JASMIN, Jacques Boé, detto
Poeta provenzale della Guascogna, nato il 6 marzo 1798 ad Agen, dove morì il 4 ottobre 1864. I "felibristi" lo considerarono loro diretto precursore, per quanto egli, tutto compreso della sua missione umanitaria oltre che letteraria e sempre fedele al suo genio istintivo, non intendesse i giovani e disdegnasse poi i loro principi: accolse senza garbo il Roumanille (1848), aderì a malincuore alla sua prima raccolta poetica (Li Prouvençalo, 1852), rifiutandosi di partecipare alla seconda del 1853, e lasciò senza risposta un omaggio poetico del quindicenne Mistral. Questo atteggiamento, rozzo e superbo, è consono, del resto, alla sua condizione di poeta autodidatta, ignaro di cultura, umilissimo per natali e per ambiente.

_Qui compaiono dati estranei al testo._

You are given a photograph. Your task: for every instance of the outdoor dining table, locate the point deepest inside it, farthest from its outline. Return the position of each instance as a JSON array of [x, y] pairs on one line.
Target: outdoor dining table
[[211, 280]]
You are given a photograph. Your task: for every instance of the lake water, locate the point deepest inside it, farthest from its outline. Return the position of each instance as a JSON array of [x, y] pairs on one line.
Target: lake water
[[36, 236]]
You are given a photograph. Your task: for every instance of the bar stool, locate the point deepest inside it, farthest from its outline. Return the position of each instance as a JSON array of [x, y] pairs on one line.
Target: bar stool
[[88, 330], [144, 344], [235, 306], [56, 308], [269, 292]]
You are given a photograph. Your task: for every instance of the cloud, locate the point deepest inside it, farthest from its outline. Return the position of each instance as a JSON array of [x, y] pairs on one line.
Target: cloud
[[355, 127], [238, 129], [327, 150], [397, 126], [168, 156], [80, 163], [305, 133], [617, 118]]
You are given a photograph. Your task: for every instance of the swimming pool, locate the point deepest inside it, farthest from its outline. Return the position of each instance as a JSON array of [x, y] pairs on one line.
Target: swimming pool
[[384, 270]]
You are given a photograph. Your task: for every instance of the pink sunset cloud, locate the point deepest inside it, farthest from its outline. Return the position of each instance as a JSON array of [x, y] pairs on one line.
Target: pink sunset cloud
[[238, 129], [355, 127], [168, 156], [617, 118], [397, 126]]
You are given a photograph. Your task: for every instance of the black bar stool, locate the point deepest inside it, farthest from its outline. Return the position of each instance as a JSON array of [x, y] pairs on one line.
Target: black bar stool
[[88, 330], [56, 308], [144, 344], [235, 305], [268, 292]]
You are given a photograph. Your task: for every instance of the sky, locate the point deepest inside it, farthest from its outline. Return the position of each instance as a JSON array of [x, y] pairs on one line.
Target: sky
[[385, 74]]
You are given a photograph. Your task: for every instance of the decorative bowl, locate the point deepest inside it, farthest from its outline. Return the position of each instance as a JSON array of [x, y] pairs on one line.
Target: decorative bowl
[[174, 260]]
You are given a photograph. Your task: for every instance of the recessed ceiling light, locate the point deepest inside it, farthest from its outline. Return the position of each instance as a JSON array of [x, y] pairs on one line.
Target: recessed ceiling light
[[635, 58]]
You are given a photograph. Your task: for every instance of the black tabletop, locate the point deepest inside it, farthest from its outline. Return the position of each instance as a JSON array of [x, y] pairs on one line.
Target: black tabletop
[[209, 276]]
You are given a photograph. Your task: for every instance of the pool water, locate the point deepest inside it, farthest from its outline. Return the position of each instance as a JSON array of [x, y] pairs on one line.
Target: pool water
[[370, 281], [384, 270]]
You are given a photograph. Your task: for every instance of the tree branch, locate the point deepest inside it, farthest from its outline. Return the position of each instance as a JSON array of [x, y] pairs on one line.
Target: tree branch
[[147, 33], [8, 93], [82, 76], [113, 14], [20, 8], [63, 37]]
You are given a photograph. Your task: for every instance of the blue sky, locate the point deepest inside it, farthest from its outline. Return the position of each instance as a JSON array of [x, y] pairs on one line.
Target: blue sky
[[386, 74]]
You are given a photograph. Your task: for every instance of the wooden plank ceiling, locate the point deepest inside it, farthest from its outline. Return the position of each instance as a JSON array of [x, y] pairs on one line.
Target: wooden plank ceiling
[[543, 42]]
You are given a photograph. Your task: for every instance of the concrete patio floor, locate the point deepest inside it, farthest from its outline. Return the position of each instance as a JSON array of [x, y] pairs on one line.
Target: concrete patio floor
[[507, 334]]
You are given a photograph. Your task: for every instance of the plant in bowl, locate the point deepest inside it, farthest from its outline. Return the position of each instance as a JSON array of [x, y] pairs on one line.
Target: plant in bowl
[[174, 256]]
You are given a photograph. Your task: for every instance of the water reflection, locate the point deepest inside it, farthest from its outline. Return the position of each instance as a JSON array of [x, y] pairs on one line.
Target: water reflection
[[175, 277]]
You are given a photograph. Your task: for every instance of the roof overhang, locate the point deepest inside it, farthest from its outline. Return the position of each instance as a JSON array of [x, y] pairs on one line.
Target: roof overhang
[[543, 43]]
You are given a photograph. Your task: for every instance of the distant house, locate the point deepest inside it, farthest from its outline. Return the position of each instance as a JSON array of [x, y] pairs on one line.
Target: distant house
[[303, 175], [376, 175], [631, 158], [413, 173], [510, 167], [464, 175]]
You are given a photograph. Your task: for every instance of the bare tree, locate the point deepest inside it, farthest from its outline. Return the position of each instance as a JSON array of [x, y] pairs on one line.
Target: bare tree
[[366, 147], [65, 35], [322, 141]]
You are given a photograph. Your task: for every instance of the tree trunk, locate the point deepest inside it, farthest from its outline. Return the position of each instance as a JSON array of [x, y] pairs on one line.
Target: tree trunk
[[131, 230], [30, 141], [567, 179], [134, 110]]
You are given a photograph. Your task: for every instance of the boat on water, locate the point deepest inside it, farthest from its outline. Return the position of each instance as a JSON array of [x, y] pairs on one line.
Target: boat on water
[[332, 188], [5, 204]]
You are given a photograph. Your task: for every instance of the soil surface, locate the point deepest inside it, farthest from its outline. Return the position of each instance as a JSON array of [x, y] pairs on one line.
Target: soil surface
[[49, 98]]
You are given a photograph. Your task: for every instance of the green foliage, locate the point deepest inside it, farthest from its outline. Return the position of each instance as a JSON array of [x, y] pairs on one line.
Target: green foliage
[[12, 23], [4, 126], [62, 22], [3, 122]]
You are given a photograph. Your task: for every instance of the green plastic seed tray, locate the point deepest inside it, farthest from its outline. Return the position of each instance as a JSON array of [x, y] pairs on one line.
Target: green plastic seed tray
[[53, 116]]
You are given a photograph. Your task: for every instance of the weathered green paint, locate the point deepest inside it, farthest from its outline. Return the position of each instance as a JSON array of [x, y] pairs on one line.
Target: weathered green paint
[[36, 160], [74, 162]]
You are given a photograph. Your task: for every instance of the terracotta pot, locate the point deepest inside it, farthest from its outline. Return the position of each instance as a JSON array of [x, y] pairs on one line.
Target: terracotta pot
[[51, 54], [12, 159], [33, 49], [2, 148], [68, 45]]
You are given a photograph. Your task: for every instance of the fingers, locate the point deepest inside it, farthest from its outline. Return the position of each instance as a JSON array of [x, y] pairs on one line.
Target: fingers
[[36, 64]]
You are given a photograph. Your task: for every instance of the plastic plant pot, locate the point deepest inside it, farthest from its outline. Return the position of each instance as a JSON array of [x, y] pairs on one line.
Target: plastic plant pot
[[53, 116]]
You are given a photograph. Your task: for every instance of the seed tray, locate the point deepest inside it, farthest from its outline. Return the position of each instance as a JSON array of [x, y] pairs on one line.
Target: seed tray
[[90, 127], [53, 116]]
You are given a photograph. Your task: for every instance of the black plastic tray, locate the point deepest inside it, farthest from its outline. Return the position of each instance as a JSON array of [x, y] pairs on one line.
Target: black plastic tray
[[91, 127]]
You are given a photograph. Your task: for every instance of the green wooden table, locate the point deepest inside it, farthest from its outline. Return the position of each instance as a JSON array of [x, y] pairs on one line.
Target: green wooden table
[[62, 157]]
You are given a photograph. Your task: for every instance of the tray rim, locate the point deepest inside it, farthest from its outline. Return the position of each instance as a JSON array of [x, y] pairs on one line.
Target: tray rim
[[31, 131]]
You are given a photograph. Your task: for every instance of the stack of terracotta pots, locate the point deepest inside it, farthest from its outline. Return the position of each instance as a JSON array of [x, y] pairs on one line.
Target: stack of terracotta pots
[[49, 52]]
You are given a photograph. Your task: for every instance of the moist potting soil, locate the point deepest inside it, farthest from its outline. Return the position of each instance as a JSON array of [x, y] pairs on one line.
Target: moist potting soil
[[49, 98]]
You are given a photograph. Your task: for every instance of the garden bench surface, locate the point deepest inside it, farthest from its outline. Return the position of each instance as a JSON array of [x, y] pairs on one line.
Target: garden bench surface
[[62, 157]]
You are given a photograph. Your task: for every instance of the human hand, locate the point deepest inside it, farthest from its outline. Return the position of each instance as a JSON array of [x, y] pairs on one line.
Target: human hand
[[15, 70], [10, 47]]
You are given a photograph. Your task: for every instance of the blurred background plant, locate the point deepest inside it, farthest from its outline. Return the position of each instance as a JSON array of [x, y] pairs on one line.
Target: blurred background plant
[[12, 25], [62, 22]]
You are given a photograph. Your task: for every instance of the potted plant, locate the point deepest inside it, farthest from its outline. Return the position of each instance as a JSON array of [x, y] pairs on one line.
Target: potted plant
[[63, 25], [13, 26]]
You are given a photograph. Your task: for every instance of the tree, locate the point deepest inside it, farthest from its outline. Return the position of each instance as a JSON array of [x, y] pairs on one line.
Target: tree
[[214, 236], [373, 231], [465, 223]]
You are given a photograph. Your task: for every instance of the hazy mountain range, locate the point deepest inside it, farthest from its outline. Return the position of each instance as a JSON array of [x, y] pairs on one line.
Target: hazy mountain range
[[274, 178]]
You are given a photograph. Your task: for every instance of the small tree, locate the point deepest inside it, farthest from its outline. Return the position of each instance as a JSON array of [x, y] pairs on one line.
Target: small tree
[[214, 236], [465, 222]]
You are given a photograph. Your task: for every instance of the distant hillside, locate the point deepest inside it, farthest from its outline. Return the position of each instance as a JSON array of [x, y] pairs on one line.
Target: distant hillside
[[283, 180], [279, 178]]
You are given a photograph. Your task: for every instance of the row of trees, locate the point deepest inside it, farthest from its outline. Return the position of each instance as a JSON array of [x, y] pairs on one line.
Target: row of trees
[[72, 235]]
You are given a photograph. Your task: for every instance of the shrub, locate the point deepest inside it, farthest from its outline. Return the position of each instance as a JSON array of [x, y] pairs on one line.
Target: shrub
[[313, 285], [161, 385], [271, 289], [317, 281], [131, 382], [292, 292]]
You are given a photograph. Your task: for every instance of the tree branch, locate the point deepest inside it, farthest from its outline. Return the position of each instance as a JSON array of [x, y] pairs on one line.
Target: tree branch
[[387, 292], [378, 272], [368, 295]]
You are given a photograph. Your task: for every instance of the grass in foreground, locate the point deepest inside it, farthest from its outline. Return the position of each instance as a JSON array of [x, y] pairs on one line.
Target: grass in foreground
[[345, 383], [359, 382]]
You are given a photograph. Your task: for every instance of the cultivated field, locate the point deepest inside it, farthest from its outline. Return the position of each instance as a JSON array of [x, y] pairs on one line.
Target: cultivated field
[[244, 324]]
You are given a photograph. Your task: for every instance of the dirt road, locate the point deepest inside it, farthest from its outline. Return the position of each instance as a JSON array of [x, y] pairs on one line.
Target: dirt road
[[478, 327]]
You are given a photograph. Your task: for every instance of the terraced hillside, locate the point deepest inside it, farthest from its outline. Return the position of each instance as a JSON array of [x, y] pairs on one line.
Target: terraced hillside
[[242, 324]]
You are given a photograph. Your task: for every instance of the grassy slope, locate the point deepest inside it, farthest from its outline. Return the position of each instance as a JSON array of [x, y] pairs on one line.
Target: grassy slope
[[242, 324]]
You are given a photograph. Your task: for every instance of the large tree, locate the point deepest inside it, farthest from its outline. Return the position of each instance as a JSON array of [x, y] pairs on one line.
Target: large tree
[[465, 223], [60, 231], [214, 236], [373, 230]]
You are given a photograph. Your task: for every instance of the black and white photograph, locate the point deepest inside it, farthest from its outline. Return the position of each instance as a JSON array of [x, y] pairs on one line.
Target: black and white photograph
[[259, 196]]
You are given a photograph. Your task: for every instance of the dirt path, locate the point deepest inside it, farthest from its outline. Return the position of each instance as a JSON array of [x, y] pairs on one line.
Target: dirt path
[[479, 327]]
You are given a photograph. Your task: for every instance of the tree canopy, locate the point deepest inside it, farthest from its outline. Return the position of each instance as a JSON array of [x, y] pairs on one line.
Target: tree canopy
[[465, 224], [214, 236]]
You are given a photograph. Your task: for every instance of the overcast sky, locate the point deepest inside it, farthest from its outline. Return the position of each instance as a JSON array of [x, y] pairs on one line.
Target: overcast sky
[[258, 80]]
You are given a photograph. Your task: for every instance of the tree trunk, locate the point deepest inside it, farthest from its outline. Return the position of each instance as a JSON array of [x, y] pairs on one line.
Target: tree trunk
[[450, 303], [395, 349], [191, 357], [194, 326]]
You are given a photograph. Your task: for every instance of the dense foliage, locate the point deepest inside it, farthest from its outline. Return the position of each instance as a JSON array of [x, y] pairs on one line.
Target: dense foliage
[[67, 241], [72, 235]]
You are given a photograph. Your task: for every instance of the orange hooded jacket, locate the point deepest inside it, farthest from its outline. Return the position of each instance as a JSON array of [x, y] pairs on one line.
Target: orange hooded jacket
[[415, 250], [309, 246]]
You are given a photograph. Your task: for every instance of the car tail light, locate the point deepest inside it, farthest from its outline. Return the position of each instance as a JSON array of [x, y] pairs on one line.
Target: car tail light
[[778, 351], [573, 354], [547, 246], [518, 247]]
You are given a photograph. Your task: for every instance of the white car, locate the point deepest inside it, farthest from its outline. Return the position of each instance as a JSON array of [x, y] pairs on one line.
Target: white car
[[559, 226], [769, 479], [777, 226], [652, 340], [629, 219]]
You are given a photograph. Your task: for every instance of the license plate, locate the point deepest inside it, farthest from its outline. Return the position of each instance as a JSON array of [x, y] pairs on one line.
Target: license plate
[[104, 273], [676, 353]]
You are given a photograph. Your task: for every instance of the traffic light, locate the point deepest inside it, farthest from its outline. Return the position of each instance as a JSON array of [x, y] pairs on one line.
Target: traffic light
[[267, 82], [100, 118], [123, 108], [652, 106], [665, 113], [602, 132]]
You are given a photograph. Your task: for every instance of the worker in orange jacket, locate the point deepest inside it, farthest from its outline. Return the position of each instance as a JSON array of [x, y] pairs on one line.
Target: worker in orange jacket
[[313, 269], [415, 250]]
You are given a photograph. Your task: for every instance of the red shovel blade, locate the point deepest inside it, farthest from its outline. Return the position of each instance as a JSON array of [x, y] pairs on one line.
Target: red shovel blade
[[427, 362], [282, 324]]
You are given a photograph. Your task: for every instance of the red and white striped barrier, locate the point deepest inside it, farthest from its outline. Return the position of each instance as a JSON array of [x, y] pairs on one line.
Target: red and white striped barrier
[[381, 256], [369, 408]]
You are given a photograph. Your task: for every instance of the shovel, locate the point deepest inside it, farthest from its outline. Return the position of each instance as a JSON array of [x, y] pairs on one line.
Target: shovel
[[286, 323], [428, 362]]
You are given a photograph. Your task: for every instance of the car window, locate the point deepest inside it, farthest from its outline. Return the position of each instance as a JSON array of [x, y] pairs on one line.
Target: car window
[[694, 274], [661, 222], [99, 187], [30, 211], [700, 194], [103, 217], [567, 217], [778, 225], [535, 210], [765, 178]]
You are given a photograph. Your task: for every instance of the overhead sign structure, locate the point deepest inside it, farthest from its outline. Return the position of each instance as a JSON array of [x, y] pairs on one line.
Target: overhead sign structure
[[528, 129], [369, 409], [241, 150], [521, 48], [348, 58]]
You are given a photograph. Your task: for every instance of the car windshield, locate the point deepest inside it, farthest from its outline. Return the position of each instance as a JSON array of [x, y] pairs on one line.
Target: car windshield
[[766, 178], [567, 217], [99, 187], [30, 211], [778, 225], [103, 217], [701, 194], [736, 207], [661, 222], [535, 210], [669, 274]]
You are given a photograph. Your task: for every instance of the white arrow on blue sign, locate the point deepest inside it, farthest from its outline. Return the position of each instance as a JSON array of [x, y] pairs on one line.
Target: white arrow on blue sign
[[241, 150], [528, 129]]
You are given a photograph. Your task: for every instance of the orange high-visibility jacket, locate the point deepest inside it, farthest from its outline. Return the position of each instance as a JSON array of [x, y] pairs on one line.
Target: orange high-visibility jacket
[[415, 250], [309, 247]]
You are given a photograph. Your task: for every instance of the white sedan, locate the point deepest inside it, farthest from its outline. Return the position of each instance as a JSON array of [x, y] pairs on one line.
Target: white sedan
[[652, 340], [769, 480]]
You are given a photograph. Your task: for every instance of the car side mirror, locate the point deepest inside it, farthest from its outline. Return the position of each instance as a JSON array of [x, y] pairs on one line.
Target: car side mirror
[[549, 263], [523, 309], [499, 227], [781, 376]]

E la sua poesia pare, infatti, sorgere per spontanea rivelazione. Dai primi sporadici tentativi in versi francesi e provenzali (popolare era diventata una romanza melodica: Fidelitat ageneso, 1822), si affermava con un poemetto eroicomico (Lou Chalibary, Agen 1825), in cui la malizia mordace, piccante, libera, sembra generarsi dallo stesso dialetto. Nei versi autobiografici (Mous Soubenis, 1830; inferiore la seconda parte: Mous nonbels soubenis, 1863) rivelava un temperamento lirico più complesso, che, nei toni di sana malinconia e di gioiosa fiducia, rievocava la sua giovinezza povera, laboriosa e ispirata, elevata a simbolo della fatica e della fede del suo popolo. E a questo egli recitava le sue composizioni, peregrinando nelle città e nei villaggi, fine dicitore e mirabile interprete di sé stesso, assegnando i molti guadagni a opere di beneficenza e di pietà. Le sue poesie, riunite in quattro raccolte (Las Papillotos, Agen 1835,1842,1851,1863: alcune sono di squisita fattura, come l'Abuglo de Castel Cullié, 1836, che gli valse i primi grandi riconoscimenti della critica parigina, Françouneto, 1840-42, che drammatizza i contrasti e gli abbandoni dell'amore, Maltro l'innoucento, 1847, l'idillio che è considerato il capolavoro per la cristallina perfezione formale), sono il migliore antecedente della lirica felibrista. Celebre in tutto il Mezzogiomo della Francia, esaltato nella capitale (1840), premiato dall'Académie Francaise (1851), circondato da un'aureola di apostolato, J. rimase sempre a contatto con la più schietta anima popolare, a cui misurò la sua arte, realistica e concreta, ma nello stesso tempo delicata, armoniosa, trepida di ideali sentimentali, religiosi, etici.
Bibl.: J. Andrieu, J. et son oeuvre, Agen 1882; Ch.-A. Sainte-Beuve, Porraits contemporains, IV, Parigi 1881-82; F. Donnadieu, Les précurseurs des Félibres (1800-1855), Parigi 1887; É. Riepert, La Renaissance provençale, Parigi 1918, e Le Félibrige, Parigi 1924.